O Público de hoje, 12 de outubro de 2020, titula na 1ª página: “Mais de metade dos inquilinos deixou de pagar renda em Lisboa”, tema que desenvolve nas páginas 20 e 21, com a “assinatura” de Cristina Faria Moreira.

A leitura do artigo levanta um conjunto complexo de interrogações e de questões:

- Metade dos inquilinos a não pagarem as rendas, alegando a queda de rendimentos devido à pandemia, o que traduz, com brutalidade, o impacto que esta está a ter na economia, impacto muito mais difícil de suportar nas famílias mais pobres. Contudo, é de admitir que em alguns casos haja um aproveitamento oportunista da “moratória” legalmente decidida pelo governo, situação que pode explicar, em parte, os dados apresentados pelo Instituto de Habilitação e Reabilitação Urbana (IHRU): dos 2177 pedidos de empréstimo para pagamento das rendas “1075 não tinham sido aprovados porque os arrendatários não conseguiram fazer prova de quebra de rendimento ou entregaram documentação incompleta”. Segundo o estudo citado no texto, há senhorios que se queixam de que os inquilinos nada lhes disseram -deixaram pura e simplesmente de pagar a renda. Note-se que nem todos os senhorios são ricos: uma parte deles vive apenas das rendas que recebe. Como explicar que, estranhamente, o número de pedidos de empréstimo ao IHRU para pagamento das rendas tenha ficado muito longe do esperado?
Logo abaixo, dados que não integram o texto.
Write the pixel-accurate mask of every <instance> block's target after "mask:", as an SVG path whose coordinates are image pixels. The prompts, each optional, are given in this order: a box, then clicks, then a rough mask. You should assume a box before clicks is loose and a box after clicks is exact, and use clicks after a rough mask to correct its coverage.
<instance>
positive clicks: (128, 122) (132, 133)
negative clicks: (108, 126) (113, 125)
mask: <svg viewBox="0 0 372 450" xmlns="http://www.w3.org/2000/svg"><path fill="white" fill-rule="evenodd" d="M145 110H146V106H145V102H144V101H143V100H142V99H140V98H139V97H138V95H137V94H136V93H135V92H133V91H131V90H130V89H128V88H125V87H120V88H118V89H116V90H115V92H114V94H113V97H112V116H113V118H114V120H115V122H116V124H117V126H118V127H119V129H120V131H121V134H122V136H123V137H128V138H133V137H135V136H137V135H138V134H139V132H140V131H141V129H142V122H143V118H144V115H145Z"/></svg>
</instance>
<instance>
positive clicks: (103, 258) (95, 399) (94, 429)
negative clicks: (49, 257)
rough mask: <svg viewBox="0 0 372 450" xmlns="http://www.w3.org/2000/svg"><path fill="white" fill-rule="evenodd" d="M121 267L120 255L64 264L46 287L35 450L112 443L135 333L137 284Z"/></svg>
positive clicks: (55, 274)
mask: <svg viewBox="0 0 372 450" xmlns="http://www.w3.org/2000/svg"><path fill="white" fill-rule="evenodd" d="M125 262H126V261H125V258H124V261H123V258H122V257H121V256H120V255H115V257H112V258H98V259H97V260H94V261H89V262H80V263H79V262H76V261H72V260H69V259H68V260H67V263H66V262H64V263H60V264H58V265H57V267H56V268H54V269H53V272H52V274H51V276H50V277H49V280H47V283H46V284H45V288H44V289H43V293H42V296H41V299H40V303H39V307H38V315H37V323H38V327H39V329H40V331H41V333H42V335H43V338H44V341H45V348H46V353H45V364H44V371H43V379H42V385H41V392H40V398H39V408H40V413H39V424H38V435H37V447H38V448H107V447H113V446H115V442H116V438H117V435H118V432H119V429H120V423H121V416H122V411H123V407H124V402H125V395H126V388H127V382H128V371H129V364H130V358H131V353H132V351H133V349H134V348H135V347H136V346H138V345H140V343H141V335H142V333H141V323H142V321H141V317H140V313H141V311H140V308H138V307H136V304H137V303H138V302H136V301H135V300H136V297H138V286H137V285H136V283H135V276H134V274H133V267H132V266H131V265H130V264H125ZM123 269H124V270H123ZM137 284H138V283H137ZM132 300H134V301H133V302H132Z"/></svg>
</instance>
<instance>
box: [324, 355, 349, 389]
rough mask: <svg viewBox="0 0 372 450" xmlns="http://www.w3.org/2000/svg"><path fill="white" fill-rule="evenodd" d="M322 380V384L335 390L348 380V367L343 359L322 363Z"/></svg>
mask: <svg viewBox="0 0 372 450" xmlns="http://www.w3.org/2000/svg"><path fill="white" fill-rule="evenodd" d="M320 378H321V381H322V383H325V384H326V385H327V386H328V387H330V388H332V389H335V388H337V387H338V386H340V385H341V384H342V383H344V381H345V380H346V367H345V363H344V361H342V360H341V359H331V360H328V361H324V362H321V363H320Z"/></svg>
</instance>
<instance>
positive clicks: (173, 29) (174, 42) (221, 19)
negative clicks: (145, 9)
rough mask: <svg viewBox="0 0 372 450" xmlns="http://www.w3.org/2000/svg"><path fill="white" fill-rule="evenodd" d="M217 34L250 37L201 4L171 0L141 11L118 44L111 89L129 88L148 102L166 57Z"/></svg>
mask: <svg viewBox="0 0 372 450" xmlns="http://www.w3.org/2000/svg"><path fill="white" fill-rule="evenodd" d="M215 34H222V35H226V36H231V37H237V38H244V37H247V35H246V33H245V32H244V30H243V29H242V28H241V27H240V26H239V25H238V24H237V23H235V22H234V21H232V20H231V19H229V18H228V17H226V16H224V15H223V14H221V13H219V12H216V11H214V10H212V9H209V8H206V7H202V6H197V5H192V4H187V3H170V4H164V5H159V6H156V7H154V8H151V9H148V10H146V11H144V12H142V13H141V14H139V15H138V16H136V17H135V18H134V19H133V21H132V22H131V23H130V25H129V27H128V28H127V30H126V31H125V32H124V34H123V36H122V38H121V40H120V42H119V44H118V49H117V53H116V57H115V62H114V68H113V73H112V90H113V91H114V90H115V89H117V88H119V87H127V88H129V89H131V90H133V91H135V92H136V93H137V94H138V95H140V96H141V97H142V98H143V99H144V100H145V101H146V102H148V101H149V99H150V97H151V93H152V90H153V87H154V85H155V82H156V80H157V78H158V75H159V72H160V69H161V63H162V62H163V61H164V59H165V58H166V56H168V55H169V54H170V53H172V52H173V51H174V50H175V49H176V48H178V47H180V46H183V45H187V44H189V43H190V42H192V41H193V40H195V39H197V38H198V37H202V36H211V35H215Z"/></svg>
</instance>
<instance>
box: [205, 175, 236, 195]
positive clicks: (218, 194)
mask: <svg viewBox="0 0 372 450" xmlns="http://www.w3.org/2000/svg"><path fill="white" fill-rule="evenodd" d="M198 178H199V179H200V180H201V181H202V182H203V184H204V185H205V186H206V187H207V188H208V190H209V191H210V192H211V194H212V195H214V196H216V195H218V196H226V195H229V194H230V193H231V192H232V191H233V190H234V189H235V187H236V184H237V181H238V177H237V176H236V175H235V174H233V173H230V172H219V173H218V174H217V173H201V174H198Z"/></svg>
Outro dado significativo do texto em análise é que os senhorios mostram pouco interesse e disponibilidade para apoiar as medidas de alcance social na habitação postas em prática pelo governo e por algumas câmaras municipais. Pouco interesse em alocar a habitação ao projeto da “renda acessível –“apenas 1% dos senhorios assinalaram ter interesse em colocar os seus imóveis nestes programas”, o mesmo sucedendo ao projeto “Renda Segura” da Câmara de Lisboa. Sinal claro: não podendo contar com a “classe” dos senhorios para concretizar o direito a habitação digna a um elevado número de cidadãos (sobretudo nas grandes metrópoles), o Estado e o poder local têm de lançar um vasto programa de construção que , por um lado, responda a esse direito constitucional e, por outro, provoque a baixa do valor das rendas, na sua maioria objetivamente especulativas. Essa, seria uma medida de esquerda!